Programming Languages Rating as of Fall 2017

Andrew Zola
Andrew Zola on Linkedin

The fall of 2017 is in now full swing and it’s the perfect time to take a look at what programming languages will survive in the new year. But analyzing popularity isn’t straightforward and requires the use of various proxies, data mining, and a combination of metrics to ascertain which languages are dominating the software engineering space.

Luckily for us, the good folks at IEEE Spectrum research group have already done all the hard work for us. In fact, they actually combined 12 metrics from 10 highly respected sources to rank 48 programming languages.

They also collected data based on what companies were looking for in job postings and what was currently dominating the open source market.

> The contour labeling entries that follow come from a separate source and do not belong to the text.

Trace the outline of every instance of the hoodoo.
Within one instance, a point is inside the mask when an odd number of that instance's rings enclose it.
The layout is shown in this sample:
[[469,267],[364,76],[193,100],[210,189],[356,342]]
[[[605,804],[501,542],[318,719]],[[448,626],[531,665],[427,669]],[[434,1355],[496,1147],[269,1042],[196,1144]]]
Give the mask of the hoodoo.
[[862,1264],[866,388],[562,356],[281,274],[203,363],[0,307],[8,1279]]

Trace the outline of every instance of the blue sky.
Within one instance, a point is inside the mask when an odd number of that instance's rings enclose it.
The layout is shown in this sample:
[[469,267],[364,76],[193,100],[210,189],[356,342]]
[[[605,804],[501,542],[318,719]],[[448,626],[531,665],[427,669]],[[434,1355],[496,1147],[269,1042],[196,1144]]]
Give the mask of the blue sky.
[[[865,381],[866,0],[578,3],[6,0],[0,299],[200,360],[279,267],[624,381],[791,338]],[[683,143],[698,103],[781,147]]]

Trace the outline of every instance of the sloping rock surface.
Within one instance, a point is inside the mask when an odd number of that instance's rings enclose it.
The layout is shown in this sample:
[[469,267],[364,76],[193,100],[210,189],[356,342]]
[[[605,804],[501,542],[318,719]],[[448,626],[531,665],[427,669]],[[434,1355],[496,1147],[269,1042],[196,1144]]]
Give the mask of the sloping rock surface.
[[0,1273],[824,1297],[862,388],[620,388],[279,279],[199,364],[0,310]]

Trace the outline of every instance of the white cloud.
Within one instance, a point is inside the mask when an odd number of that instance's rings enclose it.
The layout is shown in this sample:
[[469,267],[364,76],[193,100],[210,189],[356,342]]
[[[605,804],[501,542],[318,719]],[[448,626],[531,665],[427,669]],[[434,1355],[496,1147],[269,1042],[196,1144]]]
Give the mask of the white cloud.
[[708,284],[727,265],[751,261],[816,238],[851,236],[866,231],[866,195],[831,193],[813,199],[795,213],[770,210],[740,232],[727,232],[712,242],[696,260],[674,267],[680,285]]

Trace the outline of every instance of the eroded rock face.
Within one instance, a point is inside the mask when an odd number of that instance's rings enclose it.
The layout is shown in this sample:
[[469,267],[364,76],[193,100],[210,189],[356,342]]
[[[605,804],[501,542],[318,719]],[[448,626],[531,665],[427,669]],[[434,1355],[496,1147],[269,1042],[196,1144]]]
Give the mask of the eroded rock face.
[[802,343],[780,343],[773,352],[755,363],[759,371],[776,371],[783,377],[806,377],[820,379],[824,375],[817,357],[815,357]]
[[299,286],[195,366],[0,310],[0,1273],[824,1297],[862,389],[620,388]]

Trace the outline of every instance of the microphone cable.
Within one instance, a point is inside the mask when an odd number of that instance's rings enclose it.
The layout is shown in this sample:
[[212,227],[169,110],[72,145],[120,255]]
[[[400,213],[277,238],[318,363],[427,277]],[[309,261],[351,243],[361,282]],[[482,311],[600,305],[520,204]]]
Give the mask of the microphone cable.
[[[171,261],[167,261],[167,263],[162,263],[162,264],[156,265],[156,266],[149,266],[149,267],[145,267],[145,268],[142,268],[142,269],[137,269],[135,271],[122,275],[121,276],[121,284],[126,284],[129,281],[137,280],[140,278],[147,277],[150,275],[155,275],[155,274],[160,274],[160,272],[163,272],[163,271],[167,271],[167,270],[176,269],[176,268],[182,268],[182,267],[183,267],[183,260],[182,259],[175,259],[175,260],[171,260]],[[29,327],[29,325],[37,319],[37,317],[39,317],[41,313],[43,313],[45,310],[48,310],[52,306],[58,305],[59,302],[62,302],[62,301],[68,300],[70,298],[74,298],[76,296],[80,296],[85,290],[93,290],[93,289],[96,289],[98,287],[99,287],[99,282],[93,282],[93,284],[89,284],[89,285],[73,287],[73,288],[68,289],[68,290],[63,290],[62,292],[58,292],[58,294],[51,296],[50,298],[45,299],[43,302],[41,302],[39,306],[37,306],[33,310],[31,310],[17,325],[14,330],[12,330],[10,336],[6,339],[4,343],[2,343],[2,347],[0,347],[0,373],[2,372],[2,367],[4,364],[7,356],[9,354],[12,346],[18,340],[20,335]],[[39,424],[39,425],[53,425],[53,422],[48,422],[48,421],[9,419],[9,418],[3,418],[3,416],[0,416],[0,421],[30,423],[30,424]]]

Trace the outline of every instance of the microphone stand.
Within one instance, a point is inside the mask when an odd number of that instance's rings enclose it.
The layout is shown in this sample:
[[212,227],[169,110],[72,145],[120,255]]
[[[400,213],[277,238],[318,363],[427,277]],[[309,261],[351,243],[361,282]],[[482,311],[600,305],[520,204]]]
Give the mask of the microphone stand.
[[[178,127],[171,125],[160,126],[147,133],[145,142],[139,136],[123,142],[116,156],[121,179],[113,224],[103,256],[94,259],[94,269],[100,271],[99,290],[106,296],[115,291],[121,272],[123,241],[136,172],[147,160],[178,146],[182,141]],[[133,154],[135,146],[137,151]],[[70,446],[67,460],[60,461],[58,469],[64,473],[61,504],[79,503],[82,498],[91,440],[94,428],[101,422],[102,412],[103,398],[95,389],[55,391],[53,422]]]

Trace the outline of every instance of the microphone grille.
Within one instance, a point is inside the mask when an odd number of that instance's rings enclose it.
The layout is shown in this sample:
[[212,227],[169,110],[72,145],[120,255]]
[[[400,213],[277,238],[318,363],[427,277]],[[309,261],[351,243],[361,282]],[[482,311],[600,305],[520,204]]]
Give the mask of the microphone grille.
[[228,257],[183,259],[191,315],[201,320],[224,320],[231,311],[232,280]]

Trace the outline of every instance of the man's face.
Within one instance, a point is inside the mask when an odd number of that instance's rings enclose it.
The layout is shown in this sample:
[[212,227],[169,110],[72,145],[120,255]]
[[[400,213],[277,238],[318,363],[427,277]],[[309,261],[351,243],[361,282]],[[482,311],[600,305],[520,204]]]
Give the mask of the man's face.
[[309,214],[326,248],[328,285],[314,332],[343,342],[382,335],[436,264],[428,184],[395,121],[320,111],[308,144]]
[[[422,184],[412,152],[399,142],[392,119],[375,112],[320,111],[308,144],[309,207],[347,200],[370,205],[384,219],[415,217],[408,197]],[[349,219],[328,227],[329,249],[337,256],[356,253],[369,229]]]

The data was collected from the following sources:

  • CareerBuilder
  • Dice
  • GitHub
  • Google Search
  • Google Trends
  • Hacker News
  • IEEE Spectrum’s own digital library
  • Reddit
  • Stack Overflow
  • Twitter

What’s more, the data was then filtered based on their usage in desktop, embedded, enterprise, mobile, and web environments to identify the languages generating the most buzz this year.

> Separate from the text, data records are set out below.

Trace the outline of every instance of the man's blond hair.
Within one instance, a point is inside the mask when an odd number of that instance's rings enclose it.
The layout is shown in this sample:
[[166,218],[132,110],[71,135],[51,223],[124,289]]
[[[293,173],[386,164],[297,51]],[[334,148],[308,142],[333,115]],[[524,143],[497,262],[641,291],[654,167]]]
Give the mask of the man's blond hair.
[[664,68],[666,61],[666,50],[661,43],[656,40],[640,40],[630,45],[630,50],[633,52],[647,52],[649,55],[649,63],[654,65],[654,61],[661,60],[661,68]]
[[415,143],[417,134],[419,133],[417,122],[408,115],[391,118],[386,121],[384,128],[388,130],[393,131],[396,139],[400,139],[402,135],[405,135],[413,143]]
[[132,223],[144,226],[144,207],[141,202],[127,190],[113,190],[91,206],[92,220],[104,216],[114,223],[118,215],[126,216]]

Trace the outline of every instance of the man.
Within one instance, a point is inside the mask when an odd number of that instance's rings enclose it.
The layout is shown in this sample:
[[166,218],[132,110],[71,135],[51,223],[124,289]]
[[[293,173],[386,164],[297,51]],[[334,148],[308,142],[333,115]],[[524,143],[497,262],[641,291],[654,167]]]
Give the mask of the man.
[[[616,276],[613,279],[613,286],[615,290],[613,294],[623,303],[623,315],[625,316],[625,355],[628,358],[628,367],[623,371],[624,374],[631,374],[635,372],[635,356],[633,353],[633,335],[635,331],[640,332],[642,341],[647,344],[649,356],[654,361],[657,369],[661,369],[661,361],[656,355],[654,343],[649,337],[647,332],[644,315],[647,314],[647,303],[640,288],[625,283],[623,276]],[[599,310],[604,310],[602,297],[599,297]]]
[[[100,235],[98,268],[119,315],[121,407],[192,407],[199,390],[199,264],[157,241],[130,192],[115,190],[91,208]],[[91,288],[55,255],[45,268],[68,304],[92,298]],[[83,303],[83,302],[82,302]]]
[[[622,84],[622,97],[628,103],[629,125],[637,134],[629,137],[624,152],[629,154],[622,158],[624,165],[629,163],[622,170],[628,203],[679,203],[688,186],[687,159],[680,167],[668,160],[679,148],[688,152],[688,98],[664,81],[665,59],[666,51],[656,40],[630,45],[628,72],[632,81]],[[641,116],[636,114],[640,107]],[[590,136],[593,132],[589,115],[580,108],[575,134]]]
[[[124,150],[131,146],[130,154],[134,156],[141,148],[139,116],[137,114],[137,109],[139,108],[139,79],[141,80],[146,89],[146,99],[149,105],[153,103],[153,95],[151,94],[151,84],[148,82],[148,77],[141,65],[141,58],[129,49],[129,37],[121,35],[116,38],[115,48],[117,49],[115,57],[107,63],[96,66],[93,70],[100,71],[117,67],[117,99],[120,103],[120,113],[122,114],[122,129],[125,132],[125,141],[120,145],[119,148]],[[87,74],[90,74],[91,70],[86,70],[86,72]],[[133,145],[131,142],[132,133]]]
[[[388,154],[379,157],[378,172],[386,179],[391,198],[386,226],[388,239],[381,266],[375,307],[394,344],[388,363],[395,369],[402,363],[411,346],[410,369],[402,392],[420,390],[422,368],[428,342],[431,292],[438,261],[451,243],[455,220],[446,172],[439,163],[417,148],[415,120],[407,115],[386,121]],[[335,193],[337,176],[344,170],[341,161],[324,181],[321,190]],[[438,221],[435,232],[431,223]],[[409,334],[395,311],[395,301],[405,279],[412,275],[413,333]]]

Going over their interactive ranking will provide an in-depth view of what languages are currently popular within the industry and what languages will probably dominate this sector in the new year.

Python reigns supreme!

According to their findings, Python that’s been in third place for the last two years has jumped two spots to be crowned the most popular programming language on the planet. This is because it was used often by developers in recent months to add programmability to applications like animation software and engineering analysis tools.

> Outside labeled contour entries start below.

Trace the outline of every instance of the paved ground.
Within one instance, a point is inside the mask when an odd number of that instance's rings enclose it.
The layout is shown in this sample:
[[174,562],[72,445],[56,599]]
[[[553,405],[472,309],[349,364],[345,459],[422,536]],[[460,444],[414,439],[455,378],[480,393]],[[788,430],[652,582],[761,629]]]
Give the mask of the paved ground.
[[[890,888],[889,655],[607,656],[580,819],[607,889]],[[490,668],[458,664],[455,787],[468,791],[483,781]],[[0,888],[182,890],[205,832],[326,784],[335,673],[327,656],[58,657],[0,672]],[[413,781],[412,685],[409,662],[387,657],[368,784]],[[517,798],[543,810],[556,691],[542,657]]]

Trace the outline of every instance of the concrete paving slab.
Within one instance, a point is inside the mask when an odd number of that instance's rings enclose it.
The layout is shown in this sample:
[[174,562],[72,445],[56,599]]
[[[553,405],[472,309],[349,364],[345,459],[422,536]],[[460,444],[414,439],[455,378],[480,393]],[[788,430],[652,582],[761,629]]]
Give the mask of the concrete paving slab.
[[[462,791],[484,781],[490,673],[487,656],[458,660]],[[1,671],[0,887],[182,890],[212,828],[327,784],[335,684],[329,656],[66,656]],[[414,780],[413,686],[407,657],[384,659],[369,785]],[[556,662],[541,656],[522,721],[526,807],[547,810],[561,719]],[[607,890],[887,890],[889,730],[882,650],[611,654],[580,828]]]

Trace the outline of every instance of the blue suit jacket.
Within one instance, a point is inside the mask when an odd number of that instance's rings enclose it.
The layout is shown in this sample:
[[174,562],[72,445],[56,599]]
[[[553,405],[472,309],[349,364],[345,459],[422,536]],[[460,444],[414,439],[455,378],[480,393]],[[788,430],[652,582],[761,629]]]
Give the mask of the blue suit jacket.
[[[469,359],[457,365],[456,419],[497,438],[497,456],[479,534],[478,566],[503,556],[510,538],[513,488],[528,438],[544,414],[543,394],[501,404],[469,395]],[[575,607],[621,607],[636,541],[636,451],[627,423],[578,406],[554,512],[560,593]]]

While Python’s popularity doesn’t come as a surprise, it’s also important to note that the top four languages have continued to dominate this space for the past few years.

Python, C, Java, and C++ continue to dominate in close popularity, but if you filter it down to what skills recruiters are looking for, C replaces Python at the top by a significant margin. There was also a change in the fifth place with C# replacing R.

Ruby is going off the rails

Ruby has continued on its downward trajectory in recent years and now sits all the way down, out of the top ten, in 12th position. At the same time, Apple’s Swift (which only emerged two years ago) joined Google’s Go in the top 10 taking the 9th and 10th place.

At the other end of the spectrum, Apple’s Objective-C dropped out of the top 20 and is now takes up the 26th spot.

What’s interesting is the fact that no new languages have entered the rankings for two years now. This suggests that we have entered an era of consolidation of coding to meet the demands of big data, cloud, and mobile applications.

What’s even more interesting is the fact that Fortran (28th place) and Lisp (35th place) continue to remain relevant even in 2017. This means that even if a language is decades old, it can still continue to sustain significant levels of interest.